Canada Defence Min declines to answer question from NDP about CBC report on NSA/G20 surveillance—
Paul Vieira (@paulvieira) November 28, 2013
Nicholson won't comment on foreign intelligence activities. He says CSEC prohibited from spying on Cdns.. won't say if they did or didn't.—
Michael Den Tandt (@mdentandt) November 28, 2013
Remember the Fake Lake? Maybe it was a giant cover for an underwater spy base? No, of course it wasn’t, that’s silly. What is real though is the Prime Minister refusing to get or give honest answers about which laws were broken by our signals intelligence organization.
The office of Prime Minister Stephen Harper is declining to comment on allegations that Canadian authorities allowed a U.S. intelligence agency to spy on dozens of delegates during the 2010 G8 and G20 summits held in Canada.

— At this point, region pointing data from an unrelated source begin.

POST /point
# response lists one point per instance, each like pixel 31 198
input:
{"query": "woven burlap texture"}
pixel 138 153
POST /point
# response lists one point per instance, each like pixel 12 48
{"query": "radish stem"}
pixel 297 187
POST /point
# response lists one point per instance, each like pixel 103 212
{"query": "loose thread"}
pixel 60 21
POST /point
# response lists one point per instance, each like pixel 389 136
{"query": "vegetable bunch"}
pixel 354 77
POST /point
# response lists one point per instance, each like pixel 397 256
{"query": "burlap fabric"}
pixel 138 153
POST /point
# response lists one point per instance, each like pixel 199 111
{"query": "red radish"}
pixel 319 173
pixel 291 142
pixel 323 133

The allegations are once again shining a light on Canada’s involvement in spying on world leaders, as previously leaked documents revealed that Canadian authorities have participated in similar espionage in the past.
The new allegations are contained in top secret documents retrieved by American whistleblower Edward Snowden that were obtained by the CBC, and outlined in a report Wednesday.
The documents, according to the CBC, show that American authorities used the U.S. Embassy in Ottawa as a command post for the National Security Agency to conduct a spy operation that was approved by Canadian authorities during the summits held in Toronto and Huntsville, Ont. NSA briefing notes, according to the report, described the plan as “closely co-ordinated with the Canadian partner.” It’s alleged that the “partner” is the Communication Security Establishment of Canada.